PUSH PEOPLE aka CHALLENGE ASSUMPTIONS
Heidi McBride, Teague's director of strategy, talks about challenging orthodoxies; I call it pressing the point. No matter what you call it, a good collaborator should stand ready to challenge assumptions and push people. Why? Because a great idea is usually unfamiliar; if it weren't it would merely be an idea. When confronted with the unknown people necessarily pull back, but this behavior shouldn't distract us from the fact that the new and unfamiliar are where economic and creative opportunity usually coexist. The importance of the push isn't an invitation to be arrogant or rude, it's a challenge to both parties (consultant and client) to be ready to hold uncomfortable conversations for the sake of delivering the value your time and their money are paying for. Most people shrink when you talk this way about client interactions, but the great thing about design is that it's goal-driven. We don't, or at least we shouldn't, make too much of a habit of pursuing the process of design without the intent of delivering on it. This focus on goals gives design teams latitude to engage in conversations that invariably trigger passionate reactions. That's good. Passion is a key component in understanding 'what' motivates people and organizations. The early stages of a design program provide a great opportunity to probe your client and figure out what's culturally set in stone and if so, why. The trick is to understand the difference between pushing for the betterment of the project vs. pushing to get your way.
REPEAT aka HUMILITY
While some might find it disagreeable, ego remains the catalyst that converts the subjective world of ideas into objective reality. Consequently it's a critical ingredient in creativity and design collaborations. Why? Because in a world of shareholders and committees, the path to commercialization is littered with Noes and Can't be dones. In this landscape, it's an evolutionary necessity that creativity and the design process attract personalities blind to habitual rejection. What keeps this potentially disruptive behavior in check is the leveling-out the design process affords. Even the most headstrong designer or entrepreneur, once they've racked up some mileage (and the occasional fiasco), realizes that the process requires other people and a sense of common purpose. Dictators can't get there alone; at least not very often. The success of any one program, that sense of accomplishment or opportunity realized, only lasts for so long. Inevitably after the final presentation, the last delivery or the accolades of your peers—the next project comes in and when it does, we begin it all over again; a chance to rise to the occasion or miss the mark. That sobering reality is enough to humble any outsized ego.

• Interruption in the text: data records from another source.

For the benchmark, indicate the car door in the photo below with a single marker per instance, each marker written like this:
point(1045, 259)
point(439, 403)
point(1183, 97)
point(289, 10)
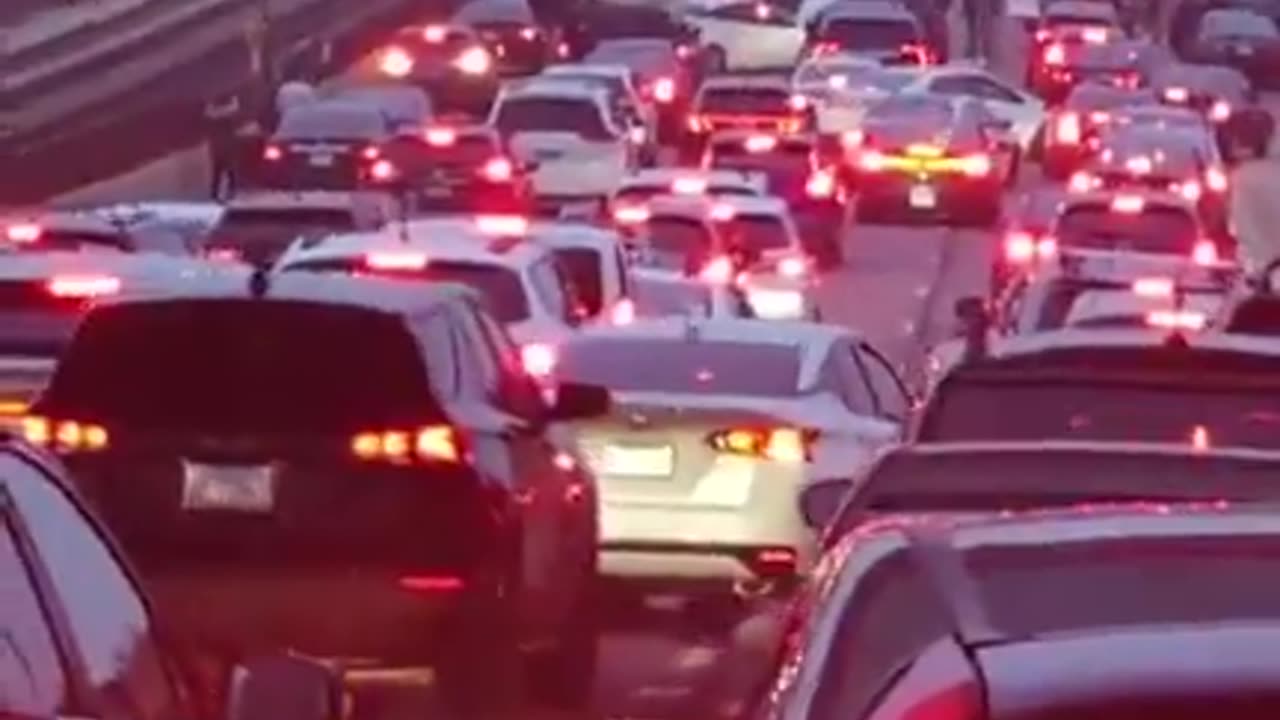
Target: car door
point(106, 621)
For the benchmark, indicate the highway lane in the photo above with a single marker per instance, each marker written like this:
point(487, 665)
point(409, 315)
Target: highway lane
point(897, 286)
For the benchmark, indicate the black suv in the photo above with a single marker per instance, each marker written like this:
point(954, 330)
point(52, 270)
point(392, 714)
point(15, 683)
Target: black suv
point(346, 468)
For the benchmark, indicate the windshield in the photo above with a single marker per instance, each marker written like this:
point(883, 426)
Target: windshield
point(688, 367)
point(1155, 229)
point(264, 367)
point(552, 114)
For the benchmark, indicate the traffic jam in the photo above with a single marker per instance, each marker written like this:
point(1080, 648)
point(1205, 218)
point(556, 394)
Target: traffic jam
point(521, 340)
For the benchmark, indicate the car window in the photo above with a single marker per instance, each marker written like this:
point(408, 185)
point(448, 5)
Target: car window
point(32, 677)
point(104, 610)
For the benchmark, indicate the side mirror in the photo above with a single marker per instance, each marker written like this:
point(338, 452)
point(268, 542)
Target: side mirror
point(821, 501)
point(278, 687)
point(577, 401)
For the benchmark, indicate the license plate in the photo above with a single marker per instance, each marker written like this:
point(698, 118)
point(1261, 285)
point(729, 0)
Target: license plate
point(923, 197)
point(237, 488)
point(638, 461)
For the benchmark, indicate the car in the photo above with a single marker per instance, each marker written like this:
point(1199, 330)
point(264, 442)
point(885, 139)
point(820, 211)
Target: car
point(965, 477)
point(1072, 130)
point(1137, 222)
point(746, 35)
point(1178, 160)
point(798, 171)
point(257, 227)
point(1242, 39)
point(453, 168)
point(661, 292)
point(702, 465)
point(324, 145)
point(923, 155)
point(81, 616)
point(664, 80)
point(574, 135)
point(1170, 383)
point(521, 282)
point(227, 520)
point(778, 273)
point(451, 63)
point(981, 615)
point(519, 44)
point(753, 103)
point(1226, 99)
point(621, 82)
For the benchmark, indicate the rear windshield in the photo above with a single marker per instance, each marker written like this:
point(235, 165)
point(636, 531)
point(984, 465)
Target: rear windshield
point(745, 101)
point(1155, 229)
point(868, 33)
point(552, 114)
point(699, 368)
point(242, 365)
point(499, 288)
point(584, 268)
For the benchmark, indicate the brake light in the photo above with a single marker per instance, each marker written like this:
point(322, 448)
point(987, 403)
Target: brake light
point(1055, 54)
point(440, 137)
point(396, 62)
point(717, 270)
point(538, 359)
point(502, 224)
point(1153, 287)
point(1176, 319)
point(474, 62)
point(23, 233)
point(83, 287)
point(624, 313)
point(1216, 180)
point(792, 267)
point(1128, 204)
point(631, 214)
point(664, 90)
point(498, 169)
point(781, 445)
point(1068, 130)
point(396, 260)
point(64, 436)
point(821, 185)
point(430, 443)
point(1205, 253)
point(689, 186)
point(976, 165)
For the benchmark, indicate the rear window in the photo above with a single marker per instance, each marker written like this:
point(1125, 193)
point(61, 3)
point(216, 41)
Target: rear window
point(745, 101)
point(868, 33)
point(499, 288)
point(584, 268)
point(242, 365)
point(686, 367)
point(552, 114)
point(1155, 229)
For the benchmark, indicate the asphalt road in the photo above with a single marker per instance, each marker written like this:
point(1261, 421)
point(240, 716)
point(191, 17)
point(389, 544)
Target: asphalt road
point(897, 286)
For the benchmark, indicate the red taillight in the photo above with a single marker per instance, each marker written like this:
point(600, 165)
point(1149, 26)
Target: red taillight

If consulting is a relationship business, creative collaboration is an intimate act—and as with any intimate relationship, proximity offers us a front row seat to the best and worst of one another. Reflecting on what constitutes a good design collaboration I find myself, not surprisingly, relying on the same set of principles I use in my assessment of any interpersonal relationship. We expect the people in our lives to meet certain prerequisites: fair hygiene, decent manners—but what differentiates our most successful relationships goes beyond this basic set of factors to more abstract qualities like personality, judgment and dependability. I'm not proposing any of this is new, what I am proposing is that if you want to elevate your design results, enrich your process and maybe win a few awards along the way—get a lot smarter about assessing character. If you find yourself doing work you're not happy with or don't believe in, maybe you should look in the mirror and ask yourself who you're spending time with?
POST SCRIPT
In the course of writing this piece, I stumbled across Dieter Rams' recent comments regarding Apple's design culture in The Telegraph. Rams' comments hit home because the Entrepreneur-Designer collaboration he singles out as conducive to great work, is in essence the binary code behind the type of collaboration that is essential to good design: Passionate egos working together to achieve their best and deliver something truly 'good.' For those of us who don't work at Apple and still strive to help organizations harness the true power of design, my advice is roll up your sleeves, work hard and get ready to rumble. Just remember it's not personal—it's about doing what it takes to move the needle in earnest.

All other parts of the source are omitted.